Membawakan Bacaan Misa

Boleh percaya, boleh tidak. Ini terjadi di sebuah paroki. Seorang umat terbiasa mencatat angka-angka yang dibacakan lektor pada waktu Misa yang diikutinya. Seusai Misa, orang itu membeli kupon undian berhadiah dan memasang nomor yang telah dicatatnya. Entah, apakah dia pernah mendapatkan keberuntungan dari kebiasaan uniknya itu.

Itukah salah satu manfaat dari dibacakannya angka-angka perikop yang dikutip untuk Misa? Ternyata, ada yang berjudi dengan melibatkan angka-angka dari Kitab Suci. Sebenarnya, perlukah penyebutan angka bab dan ayat itu? Apa lagi yang sebaiknya dilakukan atau tidak dilakukan oleh lektor ketika bertugas memaklumkan Sabda Allah?

Dua cara

Pemakluman Sabda Allah dapat dibawakan dalam dua cara: dibacakan atau dinyanyikan. Kebanyakan memang hanya dibacakan, tapi sesekali boleh juga dinyanyikan. Biasanya bacaan Injil yang lebih mendapatkan perlakuan itu, namun kedua bacaan sebelum Injil boleh diperlakukan serupa.

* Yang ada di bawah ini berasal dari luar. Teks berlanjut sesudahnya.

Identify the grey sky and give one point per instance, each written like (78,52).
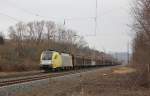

Kedua cara itu menuntut keterampilan khusus yang perlu dimiliki oleh petugasnya. Setiap petugas sebaiknya lebih dulu mampu menemukan dan memahami makna yang terkandung dalam naskah bacaan yang akan dibawakannya. Tugasnya adalah menghidupkan Sabda yang tertulis itu dengan ungkapan lisan agar Sabda itu hidup dan memiliki daya yang menghidupkan.

Cara dibacakan mungkin lebih dinamis dan hidup. Ada beberapa tuntutan keterampilan teknis yang cukup rumit. Penguasaan unsur-unsur kebahasaan perlu dilatih. Bentuk huruf yang digunakan dalam teks harus dikenali dengan baik. Kata, frase, kalimat, bahkan gaya bahasa yang digunakan juga perlu dipahami. Umat diharapkan dapat terbantu untuk memahami bacaan yang sudah ”dihidupkan” itu.

Rasa bosan tampaknya sering menggelayuti umat jika bacaan dinyanyikan. Cara itu memang tidak dimaksudkan untuk menarik perhatian umat, namun untuk menampilkan sisi keagungannya. Selain menuntut kemampuan musikal, petugasnya pun perlu menguasai hal-hal teknis seperti cara pembacaan.

Mengawali, mengakhiri

Lektor sebaiknya tidak menyebutkan tulisan yang ada pada buku Lectionarium karena memang dimaksudkan untuk tidak diperdengarkan. Dalam buku itu sudah dibedakan, mana bagian yang hanya dibaca sendiri oleh lektor sebagai petunjuk untuk persiapan dan mana yang menjadi bagian untuk diperdengarkan di hadapan jemaat. Bentuk, ukuran, dan warna huruf/tulisan biasanya menunjukkan perbedaan fungsi itu.

Judul rubrik seperti ”Bacaan I/II/Injil…” dan angka bab-ayat asal bacaan itu termasuk yang tak perlu diperdengarkan. Menyebutkannya secara lantang bisa menghambat dinamika liturgi yang harus terus mengalir tanpa intervensi. Itulah contoh virus verbalisme yang sebaiknya dihindari.

Untuk mengawali tugasnya, cukuplah lektor menyebutkan asal bacaan itu: ”Bacaan dari kitab/surat….” Berilah saat jeda singkat sebelum melanjutkan dengan bagian utama pewartaan Sabda Allah. Demikian pula jika bacaan sampai pada titik terakhir. Berilah saat jeda sejenak sebelum menutup: ”Demikianlah Sabda Tuhan”.

Ketika menuju mimbar sebaiknya lektor berjalan sendirian. Di sekitar mimbar, saat ia bertugas, tak perlu ada rekan lain (lektor dan pemazmur) yang menanti giliran tugasnya. Praktik memajang para petugas itu mungkin demi menghemat waktu. Namun, tampaknya kurang indah dan mengganggu pemandangan, seperti Presiden dengan para pengawalnya saja.

Tak perlu risau tentang waktu. Sesudah mendengarkan Sabda, umat sebenarnya juga memerlukan saat hening untuk meresapkannya sejenak. Sambil mungkin sedikit terganggu oleh bunyi suara sepatu petugas berikut yang sedang melangkah menuju mimbar.